ADU MUNCANG, PERMAINAN JUDI ASLI INDONESIA

405

Adu muncang, apa itu? Apa juga itu muncang? Kami yakin itu adalah pertanyaan yang langsung terbersit di pikiran banyak dari Anda. Hal itu bisa dimaklumi karena ini adalah salah satu jenis permainan rakyat Nusantara yang mungkin jarang bisa kita temukan di kota selain daerah Sumedang, Garut, Tasikmalaya dan sekitarnya.

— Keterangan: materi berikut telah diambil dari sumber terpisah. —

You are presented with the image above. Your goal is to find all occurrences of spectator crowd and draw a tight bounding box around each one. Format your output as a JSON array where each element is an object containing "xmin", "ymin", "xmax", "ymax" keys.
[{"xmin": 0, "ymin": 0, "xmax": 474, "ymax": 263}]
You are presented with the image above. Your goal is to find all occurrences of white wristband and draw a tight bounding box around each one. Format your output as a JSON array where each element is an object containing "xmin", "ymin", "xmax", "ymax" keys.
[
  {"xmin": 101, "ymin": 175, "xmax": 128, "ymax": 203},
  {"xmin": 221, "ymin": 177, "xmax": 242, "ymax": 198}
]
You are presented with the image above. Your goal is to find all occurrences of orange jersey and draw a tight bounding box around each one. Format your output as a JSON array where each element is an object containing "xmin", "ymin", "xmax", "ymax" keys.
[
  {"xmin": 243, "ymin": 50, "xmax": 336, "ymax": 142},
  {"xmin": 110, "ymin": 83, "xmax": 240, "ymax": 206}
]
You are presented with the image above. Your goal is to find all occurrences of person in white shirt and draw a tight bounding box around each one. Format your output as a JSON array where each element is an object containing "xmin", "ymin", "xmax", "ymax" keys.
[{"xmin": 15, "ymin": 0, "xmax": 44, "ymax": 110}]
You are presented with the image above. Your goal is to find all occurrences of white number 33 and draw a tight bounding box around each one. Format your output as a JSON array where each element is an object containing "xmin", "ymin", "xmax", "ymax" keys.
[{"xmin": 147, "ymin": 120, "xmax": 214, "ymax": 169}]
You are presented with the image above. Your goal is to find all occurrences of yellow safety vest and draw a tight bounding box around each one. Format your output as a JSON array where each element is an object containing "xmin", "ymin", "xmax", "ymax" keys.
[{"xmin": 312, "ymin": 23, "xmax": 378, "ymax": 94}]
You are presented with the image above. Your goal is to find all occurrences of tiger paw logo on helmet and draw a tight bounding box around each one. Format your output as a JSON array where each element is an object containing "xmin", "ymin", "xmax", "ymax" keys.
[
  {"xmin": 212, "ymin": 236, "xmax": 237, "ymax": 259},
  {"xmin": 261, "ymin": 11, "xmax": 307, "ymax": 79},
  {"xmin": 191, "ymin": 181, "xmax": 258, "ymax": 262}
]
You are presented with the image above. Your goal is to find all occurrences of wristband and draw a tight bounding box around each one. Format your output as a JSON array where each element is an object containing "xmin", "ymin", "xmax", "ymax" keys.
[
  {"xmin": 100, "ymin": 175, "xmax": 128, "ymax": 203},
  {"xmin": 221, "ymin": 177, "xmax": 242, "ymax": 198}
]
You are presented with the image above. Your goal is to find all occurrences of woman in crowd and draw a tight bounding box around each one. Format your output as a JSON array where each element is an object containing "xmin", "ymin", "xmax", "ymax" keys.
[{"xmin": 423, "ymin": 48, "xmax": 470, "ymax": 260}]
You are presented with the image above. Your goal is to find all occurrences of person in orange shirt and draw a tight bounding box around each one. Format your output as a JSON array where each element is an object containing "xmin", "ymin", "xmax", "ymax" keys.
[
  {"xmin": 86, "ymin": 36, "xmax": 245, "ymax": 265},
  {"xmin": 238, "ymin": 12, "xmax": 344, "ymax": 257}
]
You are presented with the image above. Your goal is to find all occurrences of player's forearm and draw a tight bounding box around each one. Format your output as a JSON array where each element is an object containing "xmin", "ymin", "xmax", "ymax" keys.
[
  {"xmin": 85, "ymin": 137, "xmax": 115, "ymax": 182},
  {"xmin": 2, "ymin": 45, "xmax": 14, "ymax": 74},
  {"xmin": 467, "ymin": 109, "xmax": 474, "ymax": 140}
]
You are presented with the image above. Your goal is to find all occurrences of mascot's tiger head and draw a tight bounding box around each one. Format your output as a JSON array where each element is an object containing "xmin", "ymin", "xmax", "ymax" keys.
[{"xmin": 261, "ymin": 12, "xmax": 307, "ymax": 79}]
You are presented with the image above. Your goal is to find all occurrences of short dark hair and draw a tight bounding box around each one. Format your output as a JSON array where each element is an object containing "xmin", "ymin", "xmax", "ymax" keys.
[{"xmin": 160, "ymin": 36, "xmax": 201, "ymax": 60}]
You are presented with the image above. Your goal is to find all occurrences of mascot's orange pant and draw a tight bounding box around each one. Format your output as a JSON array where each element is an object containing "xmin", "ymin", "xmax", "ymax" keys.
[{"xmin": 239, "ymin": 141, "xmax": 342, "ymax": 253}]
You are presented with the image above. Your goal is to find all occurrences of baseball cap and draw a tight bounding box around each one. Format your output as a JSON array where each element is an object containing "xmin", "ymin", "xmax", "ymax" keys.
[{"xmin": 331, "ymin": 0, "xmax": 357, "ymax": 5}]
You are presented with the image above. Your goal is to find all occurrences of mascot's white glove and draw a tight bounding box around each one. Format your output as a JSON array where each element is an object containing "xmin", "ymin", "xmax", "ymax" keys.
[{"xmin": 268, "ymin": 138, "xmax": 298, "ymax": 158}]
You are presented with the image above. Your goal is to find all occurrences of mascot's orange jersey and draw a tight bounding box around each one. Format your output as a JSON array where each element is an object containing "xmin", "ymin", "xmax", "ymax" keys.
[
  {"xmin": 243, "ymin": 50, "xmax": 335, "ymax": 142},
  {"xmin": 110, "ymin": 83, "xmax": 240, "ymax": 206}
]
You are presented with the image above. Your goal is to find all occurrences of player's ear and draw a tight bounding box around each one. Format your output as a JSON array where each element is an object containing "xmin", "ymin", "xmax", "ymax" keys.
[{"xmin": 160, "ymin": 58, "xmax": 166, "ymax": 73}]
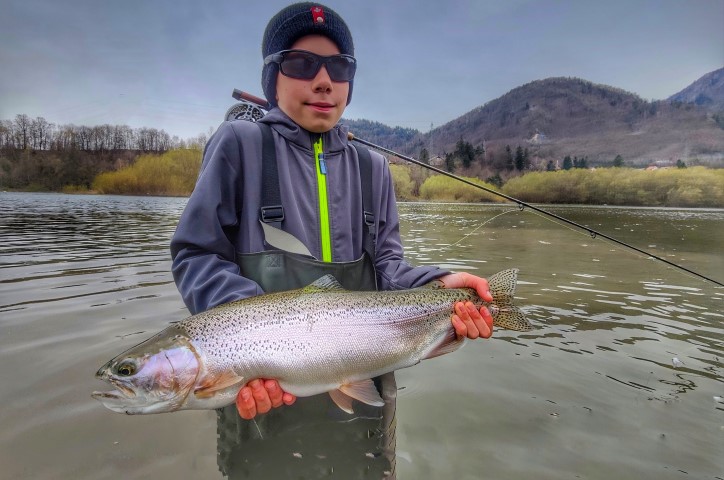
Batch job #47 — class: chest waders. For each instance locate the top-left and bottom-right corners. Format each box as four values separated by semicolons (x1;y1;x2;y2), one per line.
217;123;397;479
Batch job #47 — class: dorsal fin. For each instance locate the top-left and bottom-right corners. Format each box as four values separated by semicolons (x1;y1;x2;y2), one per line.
488;268;518;307
302;275;344;293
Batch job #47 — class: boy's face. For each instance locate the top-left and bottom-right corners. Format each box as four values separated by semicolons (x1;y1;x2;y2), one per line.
276;35;349;133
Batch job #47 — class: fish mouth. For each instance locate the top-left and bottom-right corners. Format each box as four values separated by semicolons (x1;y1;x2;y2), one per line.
91;371;141;415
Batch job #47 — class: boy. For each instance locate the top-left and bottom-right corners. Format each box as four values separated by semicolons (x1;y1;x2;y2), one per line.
171;3;492;476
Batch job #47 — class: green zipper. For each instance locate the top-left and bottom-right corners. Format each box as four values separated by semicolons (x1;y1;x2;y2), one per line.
314;135;332;262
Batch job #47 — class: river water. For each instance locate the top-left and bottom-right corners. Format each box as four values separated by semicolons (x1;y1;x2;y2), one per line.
0;193;724;480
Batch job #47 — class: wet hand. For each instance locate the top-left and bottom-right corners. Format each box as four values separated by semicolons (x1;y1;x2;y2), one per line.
452;302;493;340
440;272;493;339
236;379;297;420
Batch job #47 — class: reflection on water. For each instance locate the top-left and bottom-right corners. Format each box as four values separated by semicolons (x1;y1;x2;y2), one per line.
0;193;724;479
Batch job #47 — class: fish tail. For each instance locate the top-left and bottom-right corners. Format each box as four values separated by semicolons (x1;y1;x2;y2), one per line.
488;268;518;307
488;268;533;332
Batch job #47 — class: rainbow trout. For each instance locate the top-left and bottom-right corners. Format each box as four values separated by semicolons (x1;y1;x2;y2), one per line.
93;269;532;414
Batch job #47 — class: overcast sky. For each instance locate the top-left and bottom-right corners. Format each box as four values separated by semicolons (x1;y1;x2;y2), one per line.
0;0;724;138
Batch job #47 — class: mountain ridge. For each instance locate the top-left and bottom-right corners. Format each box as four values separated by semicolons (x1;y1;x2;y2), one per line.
345;69;724;168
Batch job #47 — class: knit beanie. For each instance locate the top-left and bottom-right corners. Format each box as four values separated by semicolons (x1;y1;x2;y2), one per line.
261;2;354;106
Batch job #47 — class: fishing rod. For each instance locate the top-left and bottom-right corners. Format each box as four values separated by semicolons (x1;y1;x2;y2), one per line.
227;89;724;287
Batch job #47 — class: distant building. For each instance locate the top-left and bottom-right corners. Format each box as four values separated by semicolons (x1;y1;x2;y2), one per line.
430;155;445;168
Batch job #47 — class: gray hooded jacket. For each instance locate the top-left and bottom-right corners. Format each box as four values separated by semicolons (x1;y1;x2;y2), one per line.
171;108;448;313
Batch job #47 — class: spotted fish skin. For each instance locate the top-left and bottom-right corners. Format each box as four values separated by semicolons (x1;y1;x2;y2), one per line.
94;269;532;413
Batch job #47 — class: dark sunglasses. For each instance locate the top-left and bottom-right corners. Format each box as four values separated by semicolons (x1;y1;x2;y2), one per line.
264;50;357;82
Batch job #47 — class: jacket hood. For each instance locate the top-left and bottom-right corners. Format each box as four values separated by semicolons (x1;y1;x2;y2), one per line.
259;107;349;153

Ya, adu muncang adalah permainan tradisional yang biasa dilakukan oleh masyarakat Sunda dan sekitarnya. Muncang sendiri berarti kemiri dalam bahasa Sunda. Adu kemiri bisa dibilang sudah sangat mendarah daging di lingkungan masyarakat daerah tersebut. 

BACA JUGA

Konon adu kemiri ini bahkan sudah dianggap sebagai salah satu bentuk seni budaya tradisional di masyarakat Sumedang. Hal ini dibuktikan dengan adanya kemiri adu yang dipajang di Museum Sumedang.

Dalam beberapa prasati sejarah, keterlibatan adu muncang dengan masyarakat Sumedang ternyata cukup dalam. Dalam salah satu kisah sejarahnya, adu muncang yang saat itu menjadi ajang unjuk kekuatan dan kesaktian, Sumedang berhasil mengalahkan Mataram berkat permainan ini. 

Lalu sebagai hadiah kemenangannya, Mataram menghadiahi Sumedang seperangkat gamelan, yang diberi nama Gamelan Sari Oneng Mataram. Alat seni khas Jawa ini sampai sekarang masih lestari di museum dan tercatat sebagai salah satu perangkat gamelan tertua di Indonesia.

Kembali ke adu muncang, dalam praktiknya dulu adu muncang dilakukan dengan menumpuk secara vertikal dua kemiri milik pemain yang bertanding di antara bilah bambu yang telah dipotong mendatar. Setelah kedua muncang terjepit dengan baik di posisinya dan takkan bergeser, maka seorang wasit akan melakukan 3 hitungan. Pada hitungan ke-3, si wasit akan memukul tumpukan kemiri itu dengan kayu sekuat tenaga. Pemain yang muncangnya pecah adalah yang kalah.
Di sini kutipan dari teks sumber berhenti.